The function fsu::Merge is set up to work with MergeSort - merge two sorted ranges into one (larger) sorted range. This function is correct and debugged - don't change it.
Test your new sort code by invoking make to build executables. There are two data files that you can use to test with, and you should make up some of your own. Also be sure to test boundary cases ... the program should handle such things as empty files and bad file reads with aplomb.

Report

The report is a plain text file. Do not submit any file with special formatting in it, such as Word or rtf or pdf or html. The assessment process will be able to read text files only.

The report file must be named "report.txt" for the submit script.

Begin your report before you even start coding, because some of the questions pertain to the files as distributed and before modification. Keep your log entries in an appendix to the report named "work log".

Start your report with file header info as follows:

COP 4530 Homework 2: Recursion - The Good, the Bad, and the Ugly
<your name>
<your CS username>
<your FSU username>

Answer each of the following questions and/or supply evidence that you have performed the required tasks. Be sure to number the questions and repeat the question in the report prior to answering.

After copying the four .distribute files onto their respective .cpp files, build by issuing the make command. What executables are created?
Run each executable and describe its behavior.
Open the source code files and try to understand the code. Take special note of the use of command line arguments in function main.

What is "argc"?
What is "argv[]"?
What does "atoi" accomplish?
What function calls are made by main in fibo?
What function calls are made by main in loop?
What function calls are made by main in find?
What function calls are made by main in sort?

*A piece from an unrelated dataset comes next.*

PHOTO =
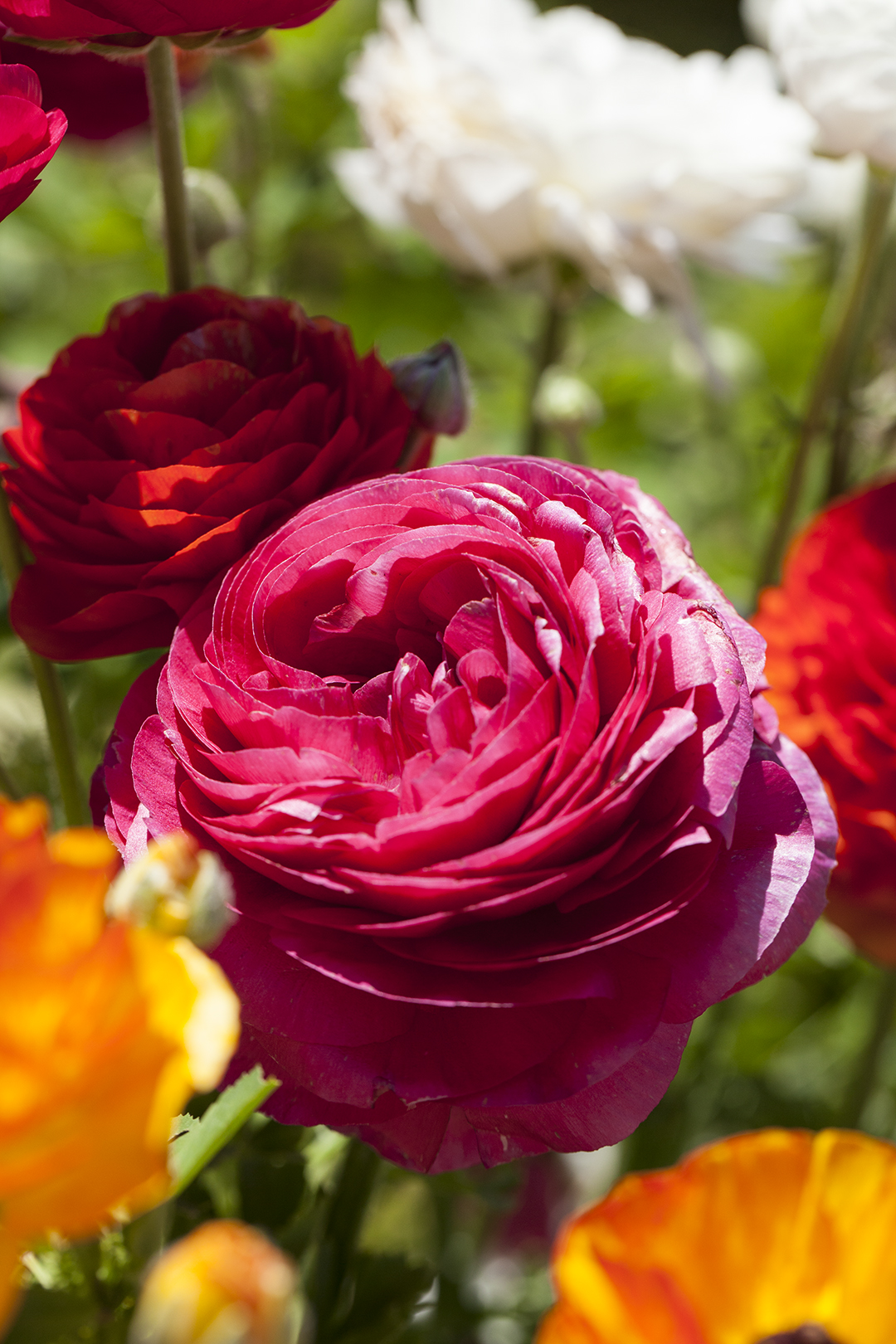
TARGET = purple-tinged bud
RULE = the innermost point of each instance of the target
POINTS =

Answers provided by copy/paste screen shots are fine.

The remaining questions should be answered after completing the coding part of the assignment.

You have created four different recursive functions.

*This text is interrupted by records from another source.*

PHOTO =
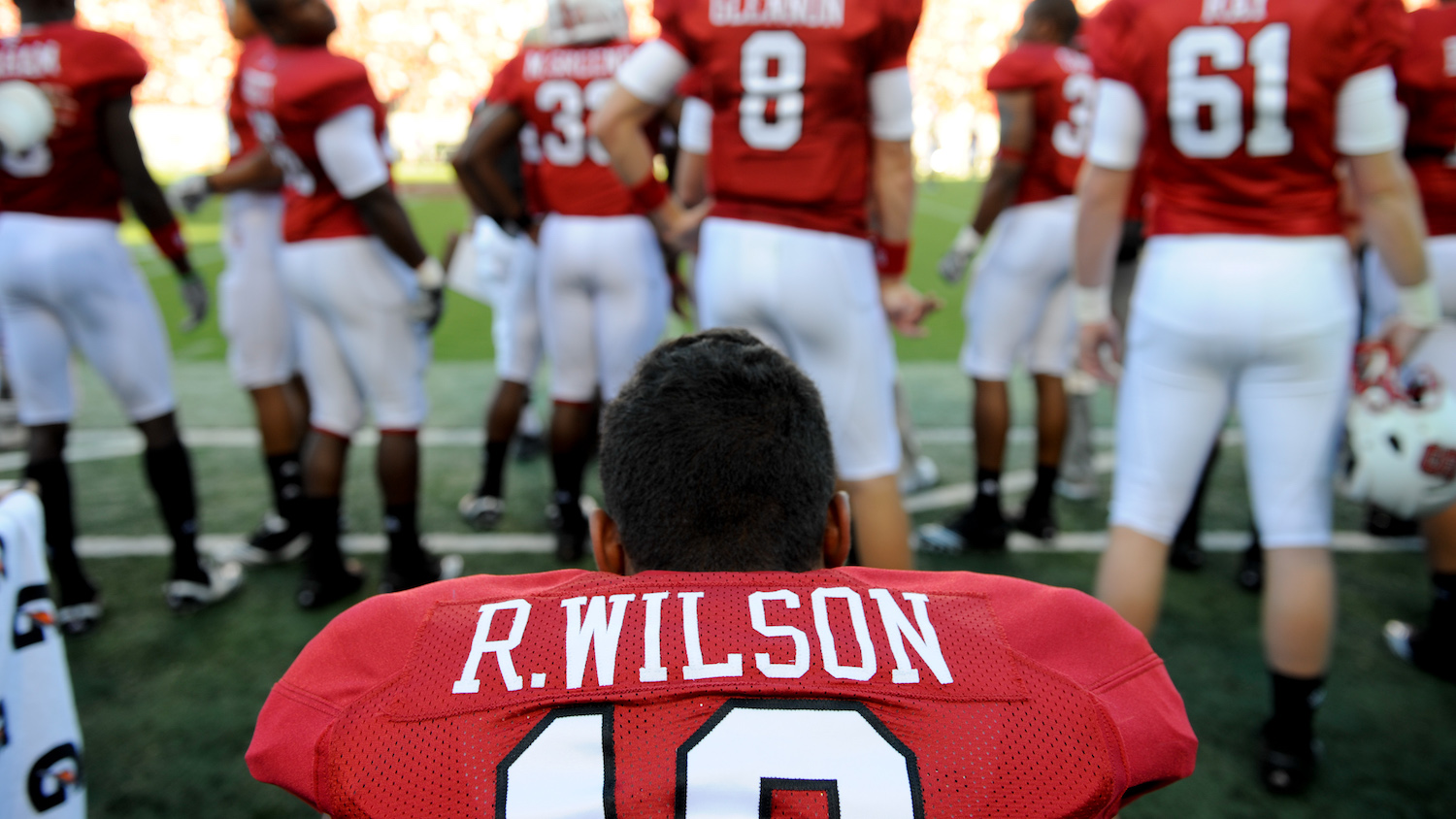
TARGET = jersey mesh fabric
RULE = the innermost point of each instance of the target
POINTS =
(555, 89)
(1426, 72)
(1290, 192)
(1057, 78)
(1008, 737)
(81, 70)
(817, 180)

Which of these do you consider to be most elegant?
Which of these do you consider to be most efficient?
Are any of these a total waste of (human) time without any redeeming features?

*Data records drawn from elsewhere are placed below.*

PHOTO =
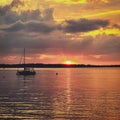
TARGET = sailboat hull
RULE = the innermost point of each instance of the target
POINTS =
(23, 72)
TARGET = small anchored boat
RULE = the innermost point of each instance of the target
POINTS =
(26, 70)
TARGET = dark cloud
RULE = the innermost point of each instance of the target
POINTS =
(32, 26)
(116, 26)
(84, 25)
(7, 8)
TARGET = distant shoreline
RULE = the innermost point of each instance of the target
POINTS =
(54, 65)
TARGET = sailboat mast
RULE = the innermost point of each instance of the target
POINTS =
(24, 58)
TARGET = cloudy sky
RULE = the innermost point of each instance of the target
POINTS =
(55, 31)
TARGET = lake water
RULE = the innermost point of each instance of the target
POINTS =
(73, 94)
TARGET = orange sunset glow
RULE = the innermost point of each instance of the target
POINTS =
(83, 31)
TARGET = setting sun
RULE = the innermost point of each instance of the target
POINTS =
(68, 62)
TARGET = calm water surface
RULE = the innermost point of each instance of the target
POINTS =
(73, 94)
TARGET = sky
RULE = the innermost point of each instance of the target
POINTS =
(56, 31)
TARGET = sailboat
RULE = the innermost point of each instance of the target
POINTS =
(26, 70)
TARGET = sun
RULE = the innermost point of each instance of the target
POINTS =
(68, 62)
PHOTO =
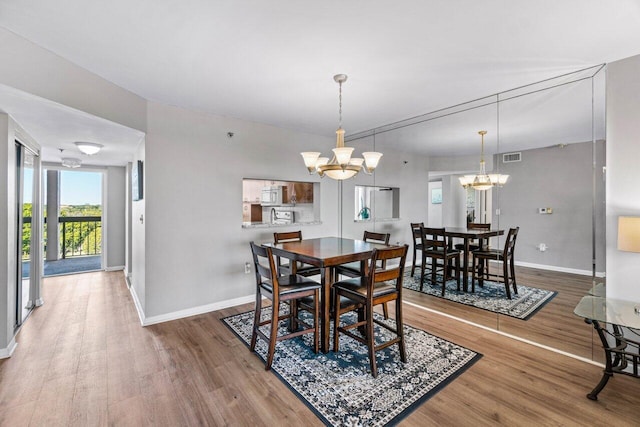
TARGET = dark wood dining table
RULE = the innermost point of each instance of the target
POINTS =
(466, 234)
(326, 253)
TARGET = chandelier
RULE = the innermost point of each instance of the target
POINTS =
(483, 181)
(342, 165)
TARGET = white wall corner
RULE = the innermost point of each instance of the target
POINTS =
(8, 351)
(207, 308)
(136, 302)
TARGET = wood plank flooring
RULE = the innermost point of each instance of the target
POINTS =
(83, 359)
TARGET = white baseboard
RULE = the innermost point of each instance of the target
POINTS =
(8, 351)
(136, 302)
(559, 269)
(180, 314)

(Give brief justifications for each answer.)
Compare RFib and DFib.

Which of these is more efficient?
Which of these is more elegant?
Rate these as "good", "bad", and "ugly":

RFib
RLoop
LowerBound
UpperBound
MergeSort

Use each rating at least once.

Hints

Don't get confused about ranges: in C++, a range always includes the beginning index and excludes the end index, expressed as the "half open" interval [beg,end). This matches the standard pattern for a for loop:
```
for (size_t i = beg; i < end; ++i)    // loops over the range [beg,end)
{ Whatever(); }
```
and for array/vector indexing:
```
for (size_t i = 0; i < v.Size(); ++i) // loops over the entire vector
{ Whatever(); }
```
Note that an array or vector has valid indices in the range [0,size).
There are correct executables fibo_i.x, loop_i.x, find_i.x, sort_i.x, fibo_s.x, loop_s.x, find_s.x, sort_i.x distributed in LIB/area51. Here _i indicates executable for Intel/Linux (e.g. linprog) and _s executable for Sun/Unix (e.g., program).